The process (1) corresponds to the data interpretation by the automatic structuring in FIG. 17, the process (2) corresponds to the extraction of information in a language format (language expression) based on the interpretation result, and the process (3) corresponds to integration of information by the conversion of the graph. In addition, the first embodiment is an example including the processes (1) and (2), while the second embodiment includes the processes (1) through (3).


5.2.1. (1) Data Interpretation Process

The data interpretation process was described under “4.2.0”.


5.2.2. (2) Information Extraction Process

The process extracts information in the language format similar to the natural language, from the graph obtained as the interpretation result of the plurality of input data including the drawing. For example, an actual target expressed by the drawing is identified from the internal data of the object forming the graph and the structure of the graph, and the language expression is collected as a description of the target. For example, the following language expression is extracted as a language expression having a subject for identifying an object, and a predicate representing the properties of the object.

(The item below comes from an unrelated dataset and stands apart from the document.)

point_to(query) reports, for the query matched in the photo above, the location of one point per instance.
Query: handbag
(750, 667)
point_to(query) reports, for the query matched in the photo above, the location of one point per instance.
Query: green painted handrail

    • Def: There is a bridge;
    • Def: The bridge has a pier;
    • Def: The bridges has a name: “P1”:;
    • Def: The pier having the name: “P1”: has a height: “Q(13m)”:;


5.2.3. (3) Identification and Integration Process

The integration of a plurality of language expressions (information) obtained in the information extraction process is performed by successively performing the conversion of the graph according to the language expression, with respect to one graph. The graph, which is the integrated data obtained as a result of the integration, includes the expression target (for example, “P1 pier” and “A2 pier”) identified from the data as a portion of the graph, and information related to each expression model is also reflected and integrated as a portion of the graph. In this integration process, the automatic structuring of the graph is performed, similar to when the drawing is interpreted.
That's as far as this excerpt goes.